SImulator of GAlaxy Millimetre/submillimetre Emission (SIGAME): CO emission from massive z=2 main-sequence galaxies

We present sígame (SImulator of GAlaxy Millimetre/submillimetre Emission), a new numerical code designed to simulate the ¹²CO rotational line spectrum of galaxies. Using sub-grid physics recipes to post-process the outputs of smoothed particle hydrodynamics (SPH) simulations, a molecular gas phase is condensed out of the hot and partly ionized SPH gas. The gas is subjected to far-UV radiation fields and cosmic ray ionization rates which are set to scale with the local star formation rate volume density. Level populations and radiative transport of the CO lines are solved with the 3D radiative transfer code lime. We have applied sígame to cosmological SPH simulations of three disc galaxies at z = 2 with stellar masses in the range ∼0.5–2 × 10¹¹ M_⊙ and star formation rates ∼40–140 M_⊙ yr⁻¹. Global CO luminosities and line ratios are in agreement with observations of disc galaxies at z ∼ 2 up to and including J = 3–2 but falling short of the few existing J=5–4 observations.

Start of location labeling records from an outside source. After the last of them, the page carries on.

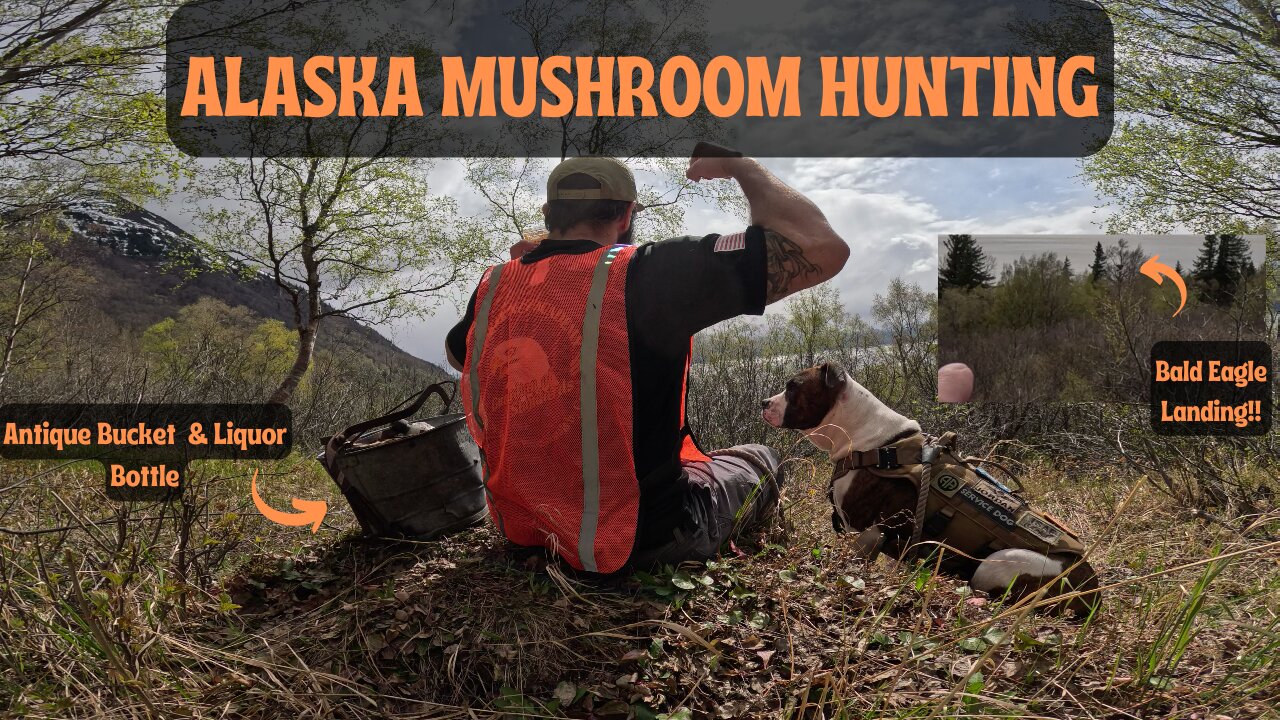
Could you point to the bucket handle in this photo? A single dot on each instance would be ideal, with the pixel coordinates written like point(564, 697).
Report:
point(353, 432)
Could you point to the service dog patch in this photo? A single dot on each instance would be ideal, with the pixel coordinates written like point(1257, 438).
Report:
point(947, 484)
point(731, 242)
point(1038, 527)
point(999, 505)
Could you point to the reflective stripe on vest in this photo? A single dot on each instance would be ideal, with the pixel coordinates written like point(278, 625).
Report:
point(590, 423)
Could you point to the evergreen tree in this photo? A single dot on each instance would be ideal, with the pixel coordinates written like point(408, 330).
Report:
point(1098, 269)
point(1203, 268)
point(1229, 269)
point(965, 265)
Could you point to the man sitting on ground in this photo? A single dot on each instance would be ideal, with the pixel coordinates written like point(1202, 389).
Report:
point(575, 360)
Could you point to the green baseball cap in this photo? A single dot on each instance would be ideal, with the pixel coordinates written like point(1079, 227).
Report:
point(616, 181)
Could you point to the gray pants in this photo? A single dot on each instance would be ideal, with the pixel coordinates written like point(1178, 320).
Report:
point(736, 491)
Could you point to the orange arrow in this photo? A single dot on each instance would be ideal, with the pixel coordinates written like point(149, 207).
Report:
point(1155, 269)
point(311, 511)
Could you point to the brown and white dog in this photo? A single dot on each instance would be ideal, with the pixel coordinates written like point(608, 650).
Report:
point(841, 417)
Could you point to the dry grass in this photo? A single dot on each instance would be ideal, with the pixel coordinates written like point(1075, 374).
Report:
point(791, 627)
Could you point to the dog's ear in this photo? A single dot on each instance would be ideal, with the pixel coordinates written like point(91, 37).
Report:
point(832, 374)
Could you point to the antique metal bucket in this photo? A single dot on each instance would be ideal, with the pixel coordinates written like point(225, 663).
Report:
point(420, 486)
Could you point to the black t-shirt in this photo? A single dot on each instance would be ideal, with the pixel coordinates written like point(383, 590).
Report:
point(675, 288)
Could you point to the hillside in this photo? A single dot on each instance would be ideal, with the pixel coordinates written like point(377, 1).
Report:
point(131, 253)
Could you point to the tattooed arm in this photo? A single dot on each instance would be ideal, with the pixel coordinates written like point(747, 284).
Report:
point(803, 247)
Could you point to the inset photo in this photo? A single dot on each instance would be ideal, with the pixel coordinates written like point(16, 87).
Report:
point(1073, 318)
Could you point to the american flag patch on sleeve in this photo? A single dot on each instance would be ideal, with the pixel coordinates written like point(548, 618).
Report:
point(731, 242)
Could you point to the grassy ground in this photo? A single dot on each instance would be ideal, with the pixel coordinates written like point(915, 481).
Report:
point(789, 625)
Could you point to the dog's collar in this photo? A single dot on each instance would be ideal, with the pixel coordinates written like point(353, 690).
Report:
point(888, 456)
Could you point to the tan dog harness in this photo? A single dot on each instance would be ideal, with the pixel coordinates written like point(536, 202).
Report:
point(964, 507)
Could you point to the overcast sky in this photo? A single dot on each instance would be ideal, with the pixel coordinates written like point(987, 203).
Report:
point(1171, 249)
point(891, 212)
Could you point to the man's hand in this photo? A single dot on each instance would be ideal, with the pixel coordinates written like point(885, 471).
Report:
point(526, 244)
point(713, 168)
point(955, 383)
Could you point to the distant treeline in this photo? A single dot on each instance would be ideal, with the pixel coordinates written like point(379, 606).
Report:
point(1047, 332)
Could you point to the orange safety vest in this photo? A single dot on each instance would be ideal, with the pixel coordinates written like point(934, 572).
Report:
point(547, 390)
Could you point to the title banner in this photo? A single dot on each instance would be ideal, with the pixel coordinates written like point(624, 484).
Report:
point(644, 78)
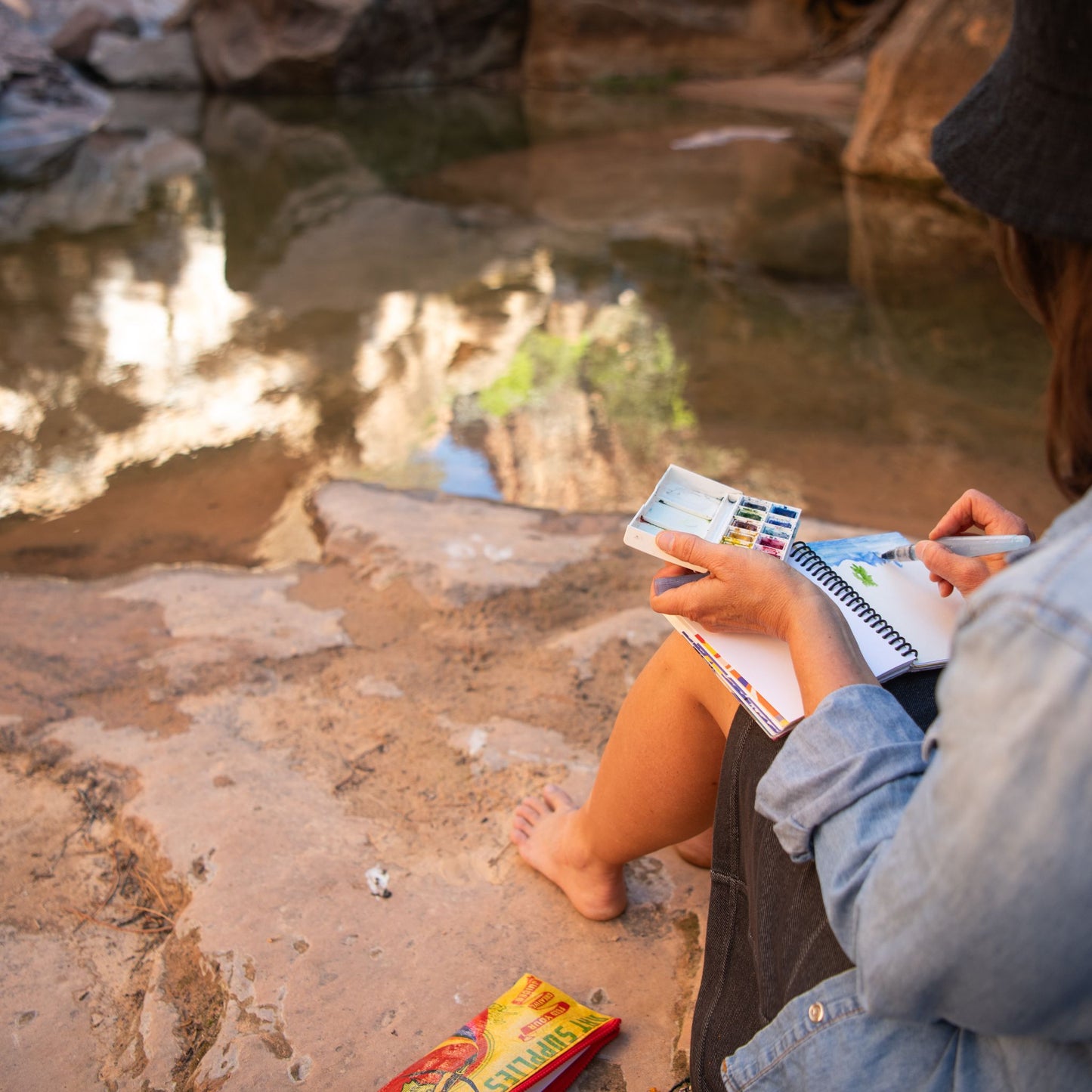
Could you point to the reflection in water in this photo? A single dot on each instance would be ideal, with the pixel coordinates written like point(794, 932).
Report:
point(547, 322)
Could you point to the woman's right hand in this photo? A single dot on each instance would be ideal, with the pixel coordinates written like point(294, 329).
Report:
point(949, 571)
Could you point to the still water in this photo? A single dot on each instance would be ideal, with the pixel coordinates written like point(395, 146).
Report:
point(218, 305)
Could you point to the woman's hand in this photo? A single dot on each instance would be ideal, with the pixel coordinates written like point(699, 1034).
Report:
point(749, 592)
point(745, 592)
point(972, 510)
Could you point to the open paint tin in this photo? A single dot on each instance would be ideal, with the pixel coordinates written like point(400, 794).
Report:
point(699, 506)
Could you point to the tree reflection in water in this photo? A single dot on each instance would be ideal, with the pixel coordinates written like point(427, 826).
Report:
point(540, 307)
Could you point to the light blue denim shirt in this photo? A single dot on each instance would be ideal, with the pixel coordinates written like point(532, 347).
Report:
point(957, 873)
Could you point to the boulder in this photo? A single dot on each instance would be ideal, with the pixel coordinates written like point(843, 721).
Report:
point(73, 41)
point(352, 45)
point(45, 107)
point(107, 184)
point(574, 42)
point(169, 63)
point(934, 53)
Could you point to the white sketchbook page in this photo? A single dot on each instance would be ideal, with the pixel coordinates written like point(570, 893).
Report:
point(901, 592)
point(763, 662)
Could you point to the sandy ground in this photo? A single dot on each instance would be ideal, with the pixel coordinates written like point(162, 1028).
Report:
point(199, 765)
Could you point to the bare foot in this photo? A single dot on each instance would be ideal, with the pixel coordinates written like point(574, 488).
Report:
point(698, 849)
point(546, 832)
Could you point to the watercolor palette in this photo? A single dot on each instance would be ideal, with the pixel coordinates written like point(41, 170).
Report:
point(699, 506)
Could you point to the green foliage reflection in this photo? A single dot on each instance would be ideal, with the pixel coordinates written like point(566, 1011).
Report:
point(623, 362)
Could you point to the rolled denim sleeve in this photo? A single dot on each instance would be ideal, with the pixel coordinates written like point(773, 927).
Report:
point(956, 874)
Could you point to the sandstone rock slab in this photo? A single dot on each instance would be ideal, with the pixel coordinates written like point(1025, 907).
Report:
point(169, 63)
point(932, 56)
point(574, 42)
point(73, 41)
point(295, 767)
point(45, 107)
point(451, 552)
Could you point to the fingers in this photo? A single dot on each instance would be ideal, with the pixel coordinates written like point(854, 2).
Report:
point(689, 549)
point(950, 571)
point(974, 509)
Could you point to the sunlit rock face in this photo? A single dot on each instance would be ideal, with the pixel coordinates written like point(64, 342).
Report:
point(350, 45)
point(932, 56)
point(46, 108)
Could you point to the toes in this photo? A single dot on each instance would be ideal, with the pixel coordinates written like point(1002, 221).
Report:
point(558, 799)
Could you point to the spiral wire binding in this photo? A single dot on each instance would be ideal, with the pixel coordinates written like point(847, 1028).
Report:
point(810, 562)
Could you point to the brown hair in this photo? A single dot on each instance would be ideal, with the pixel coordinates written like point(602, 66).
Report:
point(1053, 279)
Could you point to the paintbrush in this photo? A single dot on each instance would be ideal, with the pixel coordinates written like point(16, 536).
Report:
point(964, 546)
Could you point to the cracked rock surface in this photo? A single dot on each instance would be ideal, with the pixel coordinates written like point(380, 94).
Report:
point(200, 766)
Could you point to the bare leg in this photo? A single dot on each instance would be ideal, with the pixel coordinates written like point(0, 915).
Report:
point(657, 784)
point(698, 849)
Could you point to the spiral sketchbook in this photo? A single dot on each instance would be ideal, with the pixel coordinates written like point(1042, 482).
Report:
point(895, 611)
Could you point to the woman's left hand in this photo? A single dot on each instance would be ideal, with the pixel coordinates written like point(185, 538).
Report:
point(749, 592)
point(745, 592)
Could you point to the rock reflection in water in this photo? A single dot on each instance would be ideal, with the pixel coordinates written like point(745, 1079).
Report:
point(549, 324)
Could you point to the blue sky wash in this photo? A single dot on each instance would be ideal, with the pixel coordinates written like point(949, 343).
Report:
point(957, 871)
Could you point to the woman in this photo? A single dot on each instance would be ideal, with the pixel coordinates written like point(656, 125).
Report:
point(954, 871)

The central 5 kpc regions of our galaxies have CO 3 − 2/1 − 0 and 7 − 6/1 − 0 brightness temperature ratios of ∼0.55–0.65 and ∼0.02–0.08, respectively, while further out in the disc the ratios drop to more quiescent values of ∼0.5 and <0.01. Global CO-to-H₂ conversion (α_CO) factors are ≃1.5M⊙pc−2(Kkms−1)−1, i.e. ∼2–3 times below the typically adopted values for disc galaxies, and α_CO increases with radius, in agreement with observations of nearby galaxies. Adopting a top-heavy Giant Molecular Cloud (GMC) mass spectrum does not significantly change the results. Steepening the GMC density profiles leads to higher global line ratios for J_up ≥ 3 and CO-to-H₂ conversion factors [≃3.6M⊙pc−2(Kkms−1)−1].